Castro Valley, where I live, is the land of plums. We have six plum trees in our back yard, and everyone who lives here seems to have at least one. Our neighbor has been known to take a Shopvac to his tree and suck all the plums off it before they do any damage to his lawn. At some point during the first few weeks of June, our Santa Rosa plums—the best plums there are—ripen at the same time and fall to the ground. The window of opportunity to collect them is a short one. Every year around this time I experience “fruit guilt,” the shame of not dealing properly with all the plums this tree produces. The shame of being less organized and less industrious than my ancestors were. It lingers around me like the smell of, well–rotten fruit.

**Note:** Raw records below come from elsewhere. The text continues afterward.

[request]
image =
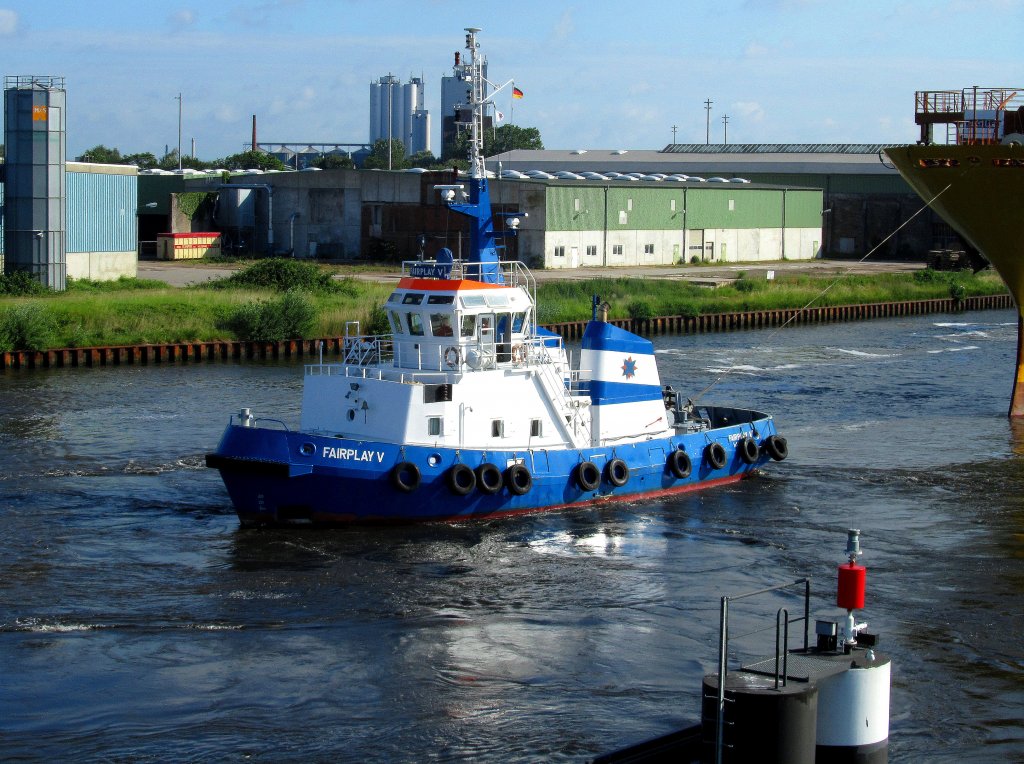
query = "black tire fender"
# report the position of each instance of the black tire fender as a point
(461, 479)
(715, 455)
(679, 464)
(517, 479)
(406, 476)
(588, 476)
(488, 478)
(617, 472)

Today, I go into the yard, determined to do something. Most of the plums are gone by now, but a few still cling to the upper branches and some of the ones on the ground are not yet spoiled. The other trees—with tiny plums that are a lemon or pale coral color—can be ignored. The fruit from these trees is sour and inedible. I concentrate on the Santa Rosa plum tree. The plums on this tree have an eggplant-colored skin with a powdery-blue patina smeared across the surface. I pluck one of them from the ground. Larger than a golf ball and smaller than a tennis ball, it fits into my palm perfectly. Plum-sized, it is a measurement unto itself. Some jewel-toned syrup oozes out of its broken skin. It’s hot and pungent as strawberry jam that’s ready to be ladled into canning jars. How many plums did the tree produce this year? Two hundred? Five hundred? I want to quantify them, as if having a number to affix to them will make them manageable.
“It is better to do something than to do nothing,” a friend, considerably older than I was, said to me years ago. That was his mantra, apparently. I, in my twenties, thought, “What kind of philosophy is that?” I pitied him for being so full of self-doubt, so paralyzed by his choices. Today, I am as old as he was when he told me this puzzling mantra. And I think I know what he meant now. What he probably meant was, “It is better to do anything than to do nothing.” This makes sense at a gut level but, upon examination, is terrible advice. Still, no piece of advice is perfect, when scrutinized too heavily. I heed his advice, picking up as many of the plums as I can, putting them into pans and buckets, but not beating myself up over the ones that lie on the ground, fermenting in a pile of wasteful profusion, a gooey plum stew.
Pretty soon, June will be a distant memory, and so will the plums. They’ll be forgotten, stacked in our downstairs freezer in little Ziploc bags. What I’ll have is the memory that I did something. That I took them on, so to speak. One plum at a time.